The Bordetella pertussis blood test is primarily used to test for Bordetella pertussis bacterium, an infection that causes whooping cough.  The early symptoms of whooping cough are very similar to those of many other colds.  One may experience a runny nose, light coughing, sneezing, or a low-grade fever.  These symptoms persist for about two weeks, and then the symptoms start to worsen and an affected individual will experience frequent episodes of intense coughing that is often followed by a whooping sound as the individual sucks in air.  Sometimes the coughing causes the individual to vomit.  Also, not all patients make the whooping sound after they cough, and very young children and infants are more likely to make a choking sound.  Doctors will usually order the blood test during this stage of the infection.

How It Works

The Bordetella pertussis infection is a respiratory disease, attacking the lungs.  In response to the infection, the body starts to produce pertussis antibodies and white blood cells to fight off the infection.  If the infection persists the body will continue to release more antibodies.  The energy needed to fight the infection often results in the individual feeling very fatigued.  In children, whose immune systems are not yet fully developed, this can be a quite serious infection and may result in long-term respiratory damage or death.  Most adults are able to deal with the infection better, but some may cough so hard that they fracture or bruise their ribs.  Luckily, this disease is far less common in the United States than it used to be because most infants are vaccinated for the disease.  However, the vaccination includes three shots that are given over the course of six months.  Infants are not fully vaccinated until they are six months old, which leaves them vulnerable to whooping cough before that time.

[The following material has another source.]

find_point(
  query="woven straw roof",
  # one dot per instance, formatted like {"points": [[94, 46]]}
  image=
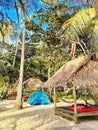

Results from the blood test for Bordetella pertussis indicate the level of pertussis antibodies and white blood cells in the bloodstream.  High levels of these antibodies in the blood suggest that the individual has a current pertussis infection.  Low levels of the antibody, however, do not completely rule out pertussis.  If positive IgG antibody to B. pertussis detected, this may indicate a current or recent exposure/immunization to B. pertussis.  If one does have a verified pertussis infection, the doctor or the lab will report the infection to the health department in your state.  Doctors are required to make these reports so that the health department is aware of where outbreaks are occurring.  The health department works diligently to contain current outbreaks and prevent future outbreaks.  Bordetella pertussis if highly infectious, and individuals usually carry the infection for several weeks before it is recognized as pertussis.